Last Saturday, while the network was airing a report on how pro-independence activists were urging Chen to use campaign funds that had been wired overseas to establish a political party, Liao was overheard chatting with other reporters in the news room. “This is nuts,” she said. “How on earth will Chen ever take out the money? [He should] just go and eat shit.”
TVBS punished Liao by docking her two demerit points on her performance record. However, it was quickly realized that the disgraced newswoman would be perfect as a motor-mouth pundit on political talk shows — a job that pays a lot more than real journalism.

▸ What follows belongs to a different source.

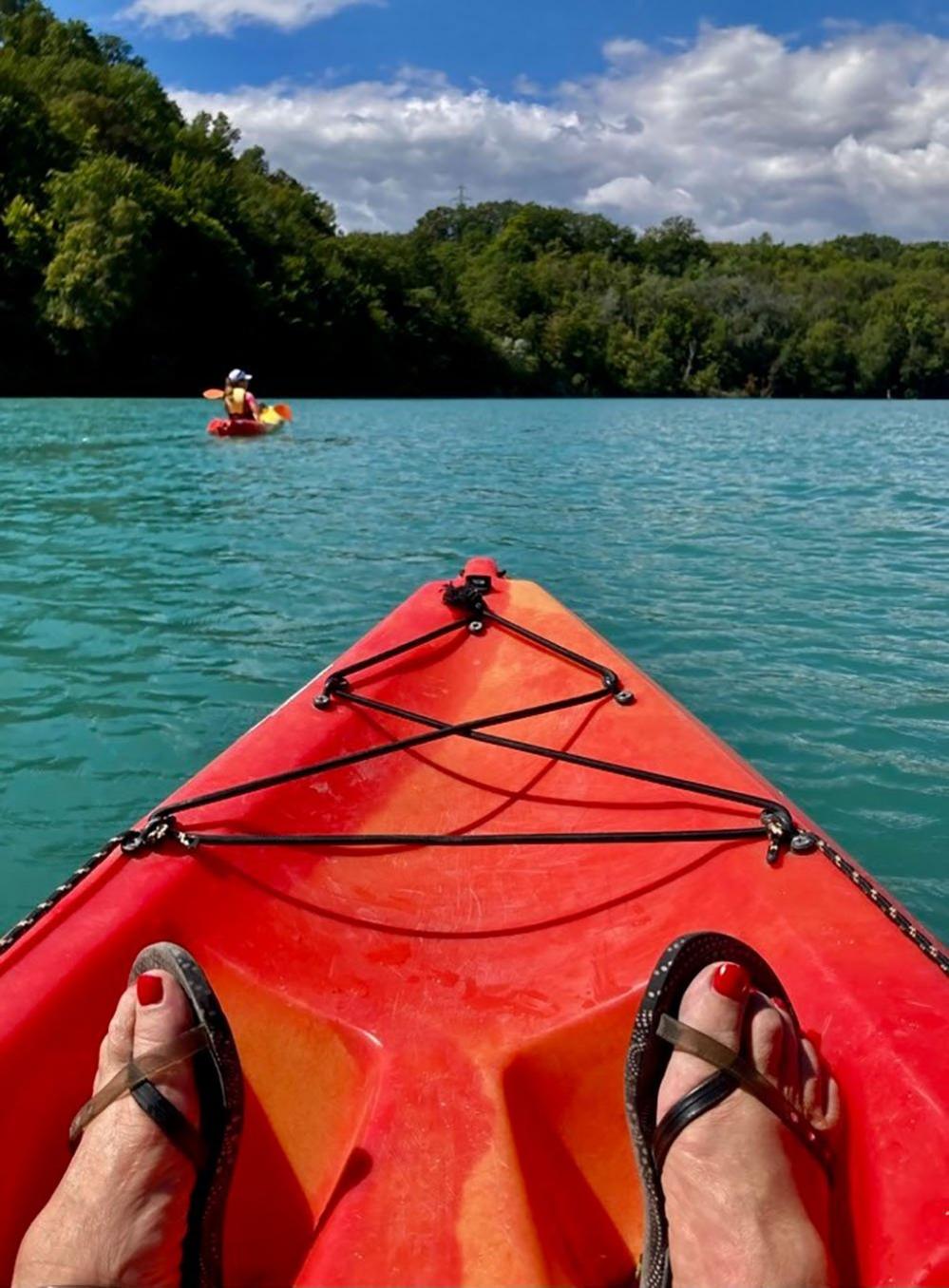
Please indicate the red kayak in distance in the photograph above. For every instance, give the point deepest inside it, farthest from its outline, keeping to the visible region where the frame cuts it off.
(429, 890)
(224, 426)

Amid the heavy rains and strong winds brought by Super Typhoon Jangmi last weekend, a miracle occurred. Homegrown film Cape No. 7 (海角七號) beat Hollywood blockbuster The Mummy: Tomb of the Dragon Emperor at the box office. Cape has broken the NT$200 million mark in box office takings and could end up being the highest-grossing film of the year, an achievement no one over the past three decades would have thought possible for a Taiwanese film. Some observers are even predicting that Cape will reach the NT$300 million mark by the end of the year, making it the highest-grossing Chinese-language film ever screened in Taiwan. As a result, big investors are now said to have become more interested in local productions.

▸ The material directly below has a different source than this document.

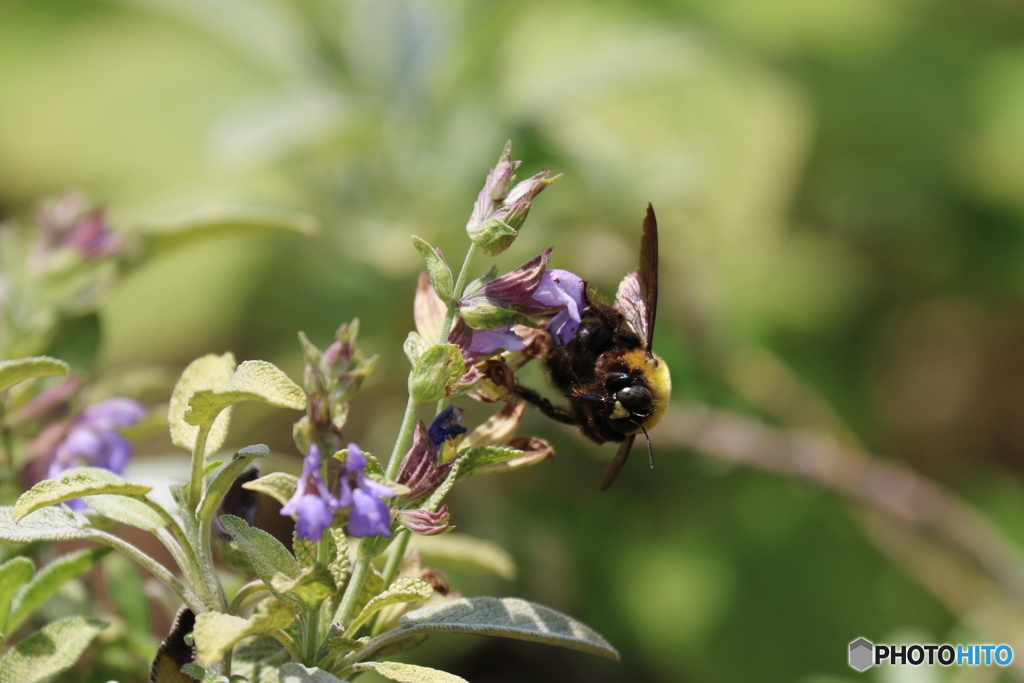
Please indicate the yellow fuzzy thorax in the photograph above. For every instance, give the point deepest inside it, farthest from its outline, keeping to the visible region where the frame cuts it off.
(655, 372)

Is Taiwanese cinema set for a renaissance? Pop Stop has seen previous predictions concerning the rebirth of the country’s film industry fall flat. It remains to be seen whether Wei Te-sheng (魏德聖), who directed Cape No. 7, will be equally successful with his next project, Seediq Bale (賽德克巴萊), an ambitious Aboriginal epic that stands a greater chance of becoming a hit with the critics than it does of making a lot of money, since it lacks two key ingredients needed for a local hit: youth drama starring pretty-faced idols, and patriotic appeal, as was best exemplified in last year’s hit Island Etude (練習曲).
Moving on to more frivolous matters, 42-year-old Pauline Lan (藍心湄) has reportedly taken an interest in a younger man — again. The object of her desire this time around is theater actor Na Wei-hsun (那維勳), who was observed spending the night at Lan’s mansion last weekend.

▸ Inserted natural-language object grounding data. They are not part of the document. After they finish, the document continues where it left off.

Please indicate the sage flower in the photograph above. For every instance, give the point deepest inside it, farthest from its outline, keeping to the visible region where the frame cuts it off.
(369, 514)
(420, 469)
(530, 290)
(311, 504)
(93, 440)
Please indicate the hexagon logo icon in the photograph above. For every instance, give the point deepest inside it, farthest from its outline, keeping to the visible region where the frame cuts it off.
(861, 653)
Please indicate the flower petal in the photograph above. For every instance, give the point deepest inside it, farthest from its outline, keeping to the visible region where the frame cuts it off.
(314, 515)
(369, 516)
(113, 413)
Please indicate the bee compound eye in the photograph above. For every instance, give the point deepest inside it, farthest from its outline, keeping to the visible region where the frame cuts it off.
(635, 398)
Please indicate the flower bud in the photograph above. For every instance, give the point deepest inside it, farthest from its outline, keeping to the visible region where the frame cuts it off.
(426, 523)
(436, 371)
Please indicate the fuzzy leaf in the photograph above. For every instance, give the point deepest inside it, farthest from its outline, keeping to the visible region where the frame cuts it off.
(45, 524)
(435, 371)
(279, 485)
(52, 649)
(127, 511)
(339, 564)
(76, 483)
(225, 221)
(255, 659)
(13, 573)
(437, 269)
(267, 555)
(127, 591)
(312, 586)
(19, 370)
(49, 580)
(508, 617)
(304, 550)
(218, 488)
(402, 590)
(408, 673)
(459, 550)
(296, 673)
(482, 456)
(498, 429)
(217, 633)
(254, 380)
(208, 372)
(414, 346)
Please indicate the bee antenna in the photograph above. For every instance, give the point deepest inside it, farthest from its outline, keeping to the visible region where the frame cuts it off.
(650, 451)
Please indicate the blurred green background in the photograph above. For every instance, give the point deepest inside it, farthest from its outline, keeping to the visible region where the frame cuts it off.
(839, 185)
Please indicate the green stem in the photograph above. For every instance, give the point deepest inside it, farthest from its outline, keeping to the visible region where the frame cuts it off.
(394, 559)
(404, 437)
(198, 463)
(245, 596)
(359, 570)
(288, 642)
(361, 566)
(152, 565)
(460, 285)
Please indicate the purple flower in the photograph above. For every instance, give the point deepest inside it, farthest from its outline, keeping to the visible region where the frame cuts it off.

Gossip columnists are keen on the alleged Lan-Na tryst because it combines two of their favorite themes: infidelity, and a young man dating a rich, older woman. (Na is married and Lan, seven years his senior, is reportedly worth more than NT$1 billion.) Pop Stop thinks something is wrong with the prevailing notion that it’s perfectly normal for a male tycoon like Terry Gou (郭台銘) to bed a women young enough to be his granddaughter, while a successful woman like Lan stirs controversy by receiving a visit from a man who’s only a few years younger than herself.
Angela Chang (張韶涵) was recently spotted by Next magazine visiting her local Mercedes-Benz dealer sans makeup, a sure sign, Next says, that the pop star has lost her marbles.
You know the signs: Working hard to further one’s music career for five years running, buying a home and an expensive car, gaining weight during a vacation in Canada, frequenting nightclubs and leaving the house without first applying makeup — yep, it’s obvious that Chang is a just few clowns short of a circus.